Fast Scanner

May 15, 2011 Posted by bob in Building

Since I’m moving in a few months to an apartment of significantly reduced size, I am starting to reduce the size of my collection of stuff. One thing I’ve been carrying around is everything from my college career. I have every syllabus, paper, homework assignment, handout, midterm… in total it was three boxes full of binders. This represents tens of thousands of dollars of education, though, and I wasn’t entirely willing to part with it. I started scanning pages with a scanner. I had a process that was giving me up to 6 scans per minute. The quality of the scans was good, but the speed was not fast enough, and there were too many manual parts to the process. I needed something faster.

I realized that a photo of a piece of paper would be faster than having a scanner do it, and if lit well enough and with a good enough lens, it would be just as good as a scanner. I rigged up a tripod with an extended arm to hold my camera, and I put a white background on the desk and marked some lines where the paper needed to be to be in the shot. Since I don’t have a fancy DSLR with a remote, and pressing the button manually was way too much effort and moved the camera around too much, I rigged up a piece of twine so that by pulling down on the twine I could get the camera to take a shot. I tried pulling the string for a while, which was pretty fast, but still not as efficient as possible. I tied the twine to a ruler and used the ruler as a foot pedal, giving me both hands to move the pieces of paper as quickly as possible. The light sources were just regular white compact fluorescent bulbs, placed to put as much light on the paper as evenly as possible.

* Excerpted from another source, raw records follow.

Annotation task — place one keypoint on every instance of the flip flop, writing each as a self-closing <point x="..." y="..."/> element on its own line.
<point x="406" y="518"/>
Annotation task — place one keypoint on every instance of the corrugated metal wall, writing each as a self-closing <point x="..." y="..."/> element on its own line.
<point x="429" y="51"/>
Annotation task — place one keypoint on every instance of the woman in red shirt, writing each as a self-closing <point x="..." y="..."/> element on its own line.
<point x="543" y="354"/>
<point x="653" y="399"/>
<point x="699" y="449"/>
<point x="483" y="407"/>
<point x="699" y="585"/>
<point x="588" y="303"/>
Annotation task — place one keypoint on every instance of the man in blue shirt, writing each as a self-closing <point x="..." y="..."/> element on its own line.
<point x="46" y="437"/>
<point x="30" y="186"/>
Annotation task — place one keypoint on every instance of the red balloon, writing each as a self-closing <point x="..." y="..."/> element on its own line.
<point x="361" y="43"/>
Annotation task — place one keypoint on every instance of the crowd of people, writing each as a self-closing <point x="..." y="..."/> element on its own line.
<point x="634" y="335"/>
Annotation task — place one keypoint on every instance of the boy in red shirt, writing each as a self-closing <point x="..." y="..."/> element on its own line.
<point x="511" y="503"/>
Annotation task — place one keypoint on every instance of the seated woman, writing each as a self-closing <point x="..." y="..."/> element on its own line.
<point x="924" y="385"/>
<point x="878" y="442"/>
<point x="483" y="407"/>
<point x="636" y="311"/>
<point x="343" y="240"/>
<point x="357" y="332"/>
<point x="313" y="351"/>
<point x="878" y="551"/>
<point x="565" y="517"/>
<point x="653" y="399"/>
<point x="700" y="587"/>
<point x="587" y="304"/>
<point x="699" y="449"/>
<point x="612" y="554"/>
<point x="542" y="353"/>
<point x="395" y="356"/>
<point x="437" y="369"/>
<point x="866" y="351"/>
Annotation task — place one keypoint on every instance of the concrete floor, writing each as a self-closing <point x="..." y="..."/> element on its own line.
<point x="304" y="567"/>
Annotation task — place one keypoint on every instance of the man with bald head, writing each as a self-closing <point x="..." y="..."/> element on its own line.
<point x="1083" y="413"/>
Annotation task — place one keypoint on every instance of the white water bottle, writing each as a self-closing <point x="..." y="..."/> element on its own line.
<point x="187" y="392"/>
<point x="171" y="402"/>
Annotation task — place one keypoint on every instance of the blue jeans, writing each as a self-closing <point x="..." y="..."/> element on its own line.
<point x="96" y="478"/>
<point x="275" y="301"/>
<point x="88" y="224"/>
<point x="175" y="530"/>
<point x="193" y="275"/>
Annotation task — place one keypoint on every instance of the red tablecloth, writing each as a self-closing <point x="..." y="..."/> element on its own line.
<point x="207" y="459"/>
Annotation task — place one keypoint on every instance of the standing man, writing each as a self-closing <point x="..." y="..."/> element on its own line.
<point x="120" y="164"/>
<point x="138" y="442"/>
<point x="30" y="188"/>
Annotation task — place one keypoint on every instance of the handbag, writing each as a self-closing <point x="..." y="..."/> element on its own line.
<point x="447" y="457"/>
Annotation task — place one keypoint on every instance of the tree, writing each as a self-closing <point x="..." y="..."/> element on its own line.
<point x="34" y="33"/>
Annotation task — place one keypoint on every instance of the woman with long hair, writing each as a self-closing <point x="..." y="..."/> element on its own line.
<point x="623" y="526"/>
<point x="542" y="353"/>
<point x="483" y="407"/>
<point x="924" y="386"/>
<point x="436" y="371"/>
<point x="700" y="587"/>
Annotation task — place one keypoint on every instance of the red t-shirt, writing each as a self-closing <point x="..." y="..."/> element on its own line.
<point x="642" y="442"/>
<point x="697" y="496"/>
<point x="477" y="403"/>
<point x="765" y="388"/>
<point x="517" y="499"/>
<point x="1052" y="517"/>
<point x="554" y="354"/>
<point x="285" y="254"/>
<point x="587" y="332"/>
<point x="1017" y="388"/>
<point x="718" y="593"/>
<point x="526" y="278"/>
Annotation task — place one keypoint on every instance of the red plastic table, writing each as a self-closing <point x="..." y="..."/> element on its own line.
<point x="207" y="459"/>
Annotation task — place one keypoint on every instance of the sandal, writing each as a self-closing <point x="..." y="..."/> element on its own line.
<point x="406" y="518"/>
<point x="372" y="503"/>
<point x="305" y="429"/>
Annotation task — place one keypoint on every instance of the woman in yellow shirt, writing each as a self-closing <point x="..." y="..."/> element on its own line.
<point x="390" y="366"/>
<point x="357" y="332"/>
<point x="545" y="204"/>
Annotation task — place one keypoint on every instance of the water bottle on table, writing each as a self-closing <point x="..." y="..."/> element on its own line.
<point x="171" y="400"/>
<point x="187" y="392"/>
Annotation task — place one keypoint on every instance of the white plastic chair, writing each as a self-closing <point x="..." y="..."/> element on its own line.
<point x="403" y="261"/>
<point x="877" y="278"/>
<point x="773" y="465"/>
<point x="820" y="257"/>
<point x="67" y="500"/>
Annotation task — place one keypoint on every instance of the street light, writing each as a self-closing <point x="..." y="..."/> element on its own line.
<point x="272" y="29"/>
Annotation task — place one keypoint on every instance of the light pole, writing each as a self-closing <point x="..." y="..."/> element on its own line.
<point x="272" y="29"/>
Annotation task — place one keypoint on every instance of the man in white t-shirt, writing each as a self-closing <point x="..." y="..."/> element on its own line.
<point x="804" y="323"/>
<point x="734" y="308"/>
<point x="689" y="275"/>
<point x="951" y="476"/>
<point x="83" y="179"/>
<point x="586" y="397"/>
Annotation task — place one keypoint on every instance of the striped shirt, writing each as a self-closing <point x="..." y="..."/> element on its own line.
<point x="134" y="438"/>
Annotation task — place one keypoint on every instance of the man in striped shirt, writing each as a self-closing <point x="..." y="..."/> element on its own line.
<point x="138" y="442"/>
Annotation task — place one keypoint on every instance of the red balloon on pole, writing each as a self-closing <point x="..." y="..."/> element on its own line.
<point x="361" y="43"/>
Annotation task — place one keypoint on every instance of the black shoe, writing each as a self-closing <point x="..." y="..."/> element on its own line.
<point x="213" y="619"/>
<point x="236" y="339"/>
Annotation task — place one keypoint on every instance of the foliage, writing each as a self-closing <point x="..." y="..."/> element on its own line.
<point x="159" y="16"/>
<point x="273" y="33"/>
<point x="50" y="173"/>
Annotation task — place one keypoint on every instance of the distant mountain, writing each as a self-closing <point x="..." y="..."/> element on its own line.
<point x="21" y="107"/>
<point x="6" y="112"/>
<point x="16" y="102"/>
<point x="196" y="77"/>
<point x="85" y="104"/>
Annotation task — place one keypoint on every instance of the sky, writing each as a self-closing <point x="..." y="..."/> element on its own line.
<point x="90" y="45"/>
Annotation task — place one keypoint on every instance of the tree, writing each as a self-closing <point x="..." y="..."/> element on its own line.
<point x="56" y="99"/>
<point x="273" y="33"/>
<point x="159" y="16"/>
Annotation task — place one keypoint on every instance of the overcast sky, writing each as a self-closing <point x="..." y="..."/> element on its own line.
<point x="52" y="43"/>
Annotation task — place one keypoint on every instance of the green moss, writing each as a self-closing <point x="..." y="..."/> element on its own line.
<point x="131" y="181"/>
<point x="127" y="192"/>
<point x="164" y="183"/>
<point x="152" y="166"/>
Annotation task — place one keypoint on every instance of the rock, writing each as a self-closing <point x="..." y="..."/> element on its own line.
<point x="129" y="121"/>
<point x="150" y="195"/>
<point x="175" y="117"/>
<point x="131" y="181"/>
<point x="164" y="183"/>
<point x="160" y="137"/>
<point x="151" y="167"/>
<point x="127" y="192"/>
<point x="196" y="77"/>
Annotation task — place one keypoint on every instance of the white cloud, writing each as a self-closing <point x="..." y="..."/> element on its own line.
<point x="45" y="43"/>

The resulting contraption bumped my speed up to 15 pages per minute on average. Sometimes it was higher depending on if I was dealing with loose notes or stapled sheets. Having the shutter controlled by my feet gave me a huge advantage, and I was able to fly through all 3 boxes of papers in a few evenings much faster than I expected. Now I have it all on my computer, which should probably still be sorted, but at least it’s not taking up any physical space, and I don’t have to feel any sense of loss when I recycle my stacks of papers.